Por isso, a família não deve simplesmente dividir ou transferir bens por conta própria após um falecimento. 


Leia também: O que acontece com as dívidas após a morte? A família precisa pagar? 


Como o Assistente Amparo pode ajudar 


Após um falecimento, as dúvidas da família vão muito além da organização da despedida. 


Podem surgir questões relacionadas a: 


  • Documentos 
  • Benefícios 
  • Direitos 
  • Inventário 
  • Bens 
  • Dívidas 
  • Próximas providências 


Por meio do Assistente Amparo, a Prevenir oferece orientação para ajudar a família a entender os próximos passos e saber quais profissionais ou órgãos procurar em cada situação. 


O suporte não substitui a atuação de um advogado em questões jurídicas específicas, mas ajuda a trazer mais clareza e direcionamento em um momento delicado. 


Perguntas frequentes 


Quem tem direito à herança quando uma pessoa morre? 

A ordem depende da família deixada. Em geral, descendentes aparecem primeiro, seguidos por ascendentes, cônjuge ou companheiro e parentes colaterais. 

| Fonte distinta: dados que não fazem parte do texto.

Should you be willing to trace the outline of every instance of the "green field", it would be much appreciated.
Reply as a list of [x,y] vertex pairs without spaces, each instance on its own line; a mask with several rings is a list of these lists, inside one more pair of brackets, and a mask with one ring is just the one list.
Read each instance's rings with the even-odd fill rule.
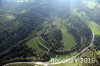
[[63,64],[58,64],[58,65],[53,65],[53,66],[82,66],[80,63],[63,63]]
[[66,27],[62,26],[61,32],[62,32],[62,42],[64,44],[64,50],[70,49],[73,46],[75,46],[76,41],[74,37],[70,33],[68,33]]
[[75,46],[76,41],[74,37],[70,33],[68,33],[66,28],[67,26],[64,20],[62,20],[59,17],[55,17],[53,21],[53,25],[56,25],[58,29],[60,29],[62,32],[62,42],[64,45],[64,50],[70,49],[73,46]]
[[37,53],[39,53],[40,55],[42,55],[46,51],[38,46],[38,40],[39,40],[39,37],[35,37],[35,38],[30,39],[26,44],[29,47],[35,49],[37,51]]
[[90,22],[89,27],[93,30],[95,35],[100,35],[100,25],[96,24],[95,22]]

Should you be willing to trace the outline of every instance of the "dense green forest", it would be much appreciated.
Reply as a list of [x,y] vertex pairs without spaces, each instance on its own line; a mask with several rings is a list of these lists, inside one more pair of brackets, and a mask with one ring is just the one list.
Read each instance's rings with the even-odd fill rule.
[[96,62],[72,66],[99,66],[99,17],[99,0],[1,0],[0,66],[74,56]]

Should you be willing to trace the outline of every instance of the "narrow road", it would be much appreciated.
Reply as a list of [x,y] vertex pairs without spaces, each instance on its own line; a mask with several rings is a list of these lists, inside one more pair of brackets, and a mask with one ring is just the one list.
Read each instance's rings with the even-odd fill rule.
[[91,47],[93,45],[93,41],[94,41],[94,32],[92,31],[93,37],[92,37],[92,41],[90,43],[89,46],[87,46],[86,48],[84,48],[80,53],[78,53],[77,55],[66,59],[64,61],[60,61],[60,62],[55,62],[55,63],[49,63],[49,62],[14,62],[14,63],[9,63],[9,64],[5,64],[4,66],[8,66],[8,65],[12,65],[12,64],[22,64],[22,63],[27,63],[27,64],[37,64],[37,65],[44,65],[44,66],[48,66],[48,65],[55,65],[55,64],[61,64],[61,63],[66,63],[70,60],[75,59],[77,56],[79,56],[80,54],[82,54],[83,52],[85,52],[89,47]]

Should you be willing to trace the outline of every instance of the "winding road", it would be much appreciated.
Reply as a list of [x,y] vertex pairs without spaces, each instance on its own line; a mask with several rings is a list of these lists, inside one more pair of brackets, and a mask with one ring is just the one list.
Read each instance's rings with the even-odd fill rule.
[[94,41],[94,32],[93,31],[92,31],[92,34],[93,34],[93,37],[92,37],[90,45],[87,46],[86,48],[84,48],[80,53],[76,54],[75,56],[73,56],[73,57],[71,57],[69,59],[66,59],[66,60],[63,60],[63,61],[60,61],[60,62],[55,62],[55,63],[50,63],[50,62],[14,62],[14,63],[5,64],[4,66],[9,66],[9,65],[12,65],[12,64],[23,64],[23,63],[48,66],[48,65],[66,63],[66,62],[68,62],[70,60],[75,59],[77,56],[79,56],[80,54],[85,52],[89,47],[91,47],[93,45],[93,41]]

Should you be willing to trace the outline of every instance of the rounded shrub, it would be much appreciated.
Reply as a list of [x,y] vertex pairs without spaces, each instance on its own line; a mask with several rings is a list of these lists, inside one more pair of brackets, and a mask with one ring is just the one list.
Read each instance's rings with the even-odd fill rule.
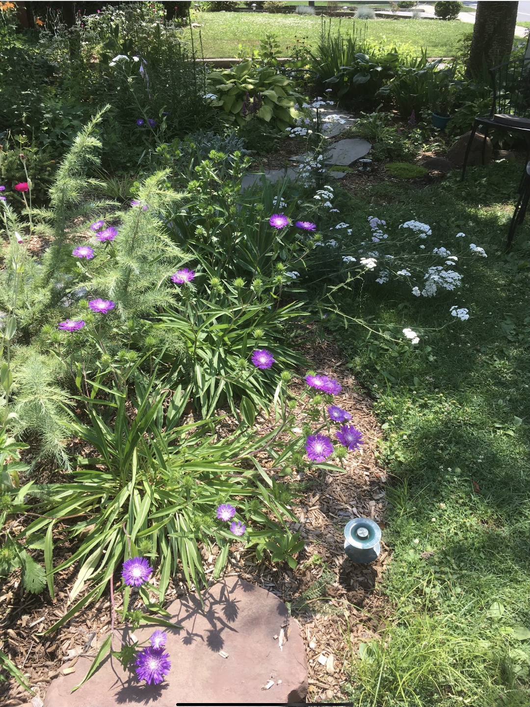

Filhos e esposa dividem a herança? 

Podem dividir, mas isso depende principalmente do regime de bens e da existência de bens particulares. A análise deve ser feita caso a caso. 


Filho adotivo tem direito à herança? 

Sim. Filhos adotivos e biológicos possuem os mesmos direitos sucessórios. A Constituição proíbe qualquer discriminação relativa à filiação. 


Quem herda quando a pessoa não tem filhos? 

Na ausência de descendentes, podem ser chamados os pais ou outros ascendentes em concorrência com o cônjuge ou companheiro. Se também não existirem, a ordem segue para os próximos herdeiros previstos em lei. 


Irmão tem direito à herança? 

Sim, mas apenas quando não existem herdeiros anteriores na ordem sucessória, como descendentes, ascendentes e cônjuge ou companheiro com direito à sucessão. 


Quem vive em união estável tem direito à herança? 

Sim. O Supremo Tribunal Federal decidiu que cônjuges e companheiros não podem receber tratamento sucessório diferente. A existência e as condições da união estável precisam estar comprovadas. 


Pode deixar toda a herança para uma pessoa só? 

Depende. Quando existem herdeiros necessários, metade da herança é protegida por lei e não pode ser livremente destinada a terceiros. A outra metade pode ser distribuída por testamento. 


Observação 

As regras de herança podem variar conforme o regime de bens, a composição familiar, a existência de testamento e outras circunstâncias. Este conteúdo é informativo e não substitui orientação jurídica individual.